The driving force in securing the range was plans for WVU to host next year’s NCAA Rifle Championships. However, beyond that event, Hammond would like to eventually take the range to other venues in West Virginia and so other fans could see a rifle competition in person.

“It’s mobile in the sense that yes, it can be disassembled , but it’s quite an undertaking,” he said. “But yet, I think that would be a really neat thing in the future. There are some really neat possible venues throughout the state where we might be able to do that.”

Although WVU is set to host the championship match next year, there have been discussions at the legislature which may or may not have an impact on those plans. One bill being considered would allow for the carry of concealed firearms on campus, at least in venues smaller than 5,000 people.  The NCAA has indicated schools where guns to be carried could be precluded from hosting championship events. According to Hammond nobody has had the discussion with him about that possibility.

“I don’t know how soon that would come into play. I hope that maybe it would be no team would win a bid for a championship,” said Hammond. “But if somethings already been determined, I hope that will be honored. It’s not something that’s been discussed.”

It may not have been discussed with Hammond, but university officials have expressed opposition to the idea to lawmakers.  The loss of NCAA events was one of many potential pitfalls about which the university expressed worry.

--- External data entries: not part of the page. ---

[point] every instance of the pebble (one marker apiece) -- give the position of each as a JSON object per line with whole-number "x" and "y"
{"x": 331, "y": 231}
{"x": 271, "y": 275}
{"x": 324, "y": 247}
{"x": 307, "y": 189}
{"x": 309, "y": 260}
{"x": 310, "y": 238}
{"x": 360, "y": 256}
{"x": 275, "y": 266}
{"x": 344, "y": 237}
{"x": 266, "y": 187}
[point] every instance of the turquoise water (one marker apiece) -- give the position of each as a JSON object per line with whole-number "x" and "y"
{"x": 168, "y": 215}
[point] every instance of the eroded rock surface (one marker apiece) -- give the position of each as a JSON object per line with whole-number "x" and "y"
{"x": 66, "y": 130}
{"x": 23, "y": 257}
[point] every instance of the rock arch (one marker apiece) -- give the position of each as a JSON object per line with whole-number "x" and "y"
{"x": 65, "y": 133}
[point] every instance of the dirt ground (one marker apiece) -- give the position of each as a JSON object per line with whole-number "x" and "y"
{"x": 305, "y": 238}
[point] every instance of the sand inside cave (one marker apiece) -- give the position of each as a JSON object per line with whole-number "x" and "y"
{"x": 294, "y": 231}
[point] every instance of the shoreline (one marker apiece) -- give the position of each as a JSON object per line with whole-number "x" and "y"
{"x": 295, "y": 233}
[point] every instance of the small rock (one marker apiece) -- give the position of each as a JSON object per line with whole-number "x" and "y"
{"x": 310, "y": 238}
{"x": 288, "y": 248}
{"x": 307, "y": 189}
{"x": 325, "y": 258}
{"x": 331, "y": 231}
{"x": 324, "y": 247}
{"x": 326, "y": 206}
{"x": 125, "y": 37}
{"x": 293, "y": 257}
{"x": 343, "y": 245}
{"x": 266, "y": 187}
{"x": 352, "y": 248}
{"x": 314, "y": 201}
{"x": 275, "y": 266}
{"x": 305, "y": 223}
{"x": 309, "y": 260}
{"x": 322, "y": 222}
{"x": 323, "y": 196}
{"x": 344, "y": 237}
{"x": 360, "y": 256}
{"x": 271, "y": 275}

It would not be the first time Hammond encountered such action from the NCAA. The organization will not allow title matches in states which continue to recognize the Confederate flag. Hammond said that rule kept title matches from the University of Mississippi, which has a growing rifle program. Until this year The Citadel  had also been barred as a Championship host. However, South Carolina’s legislature eliminated the flag from official state recognition and this year The Citadel is hosting the NCAA Rifle Championships.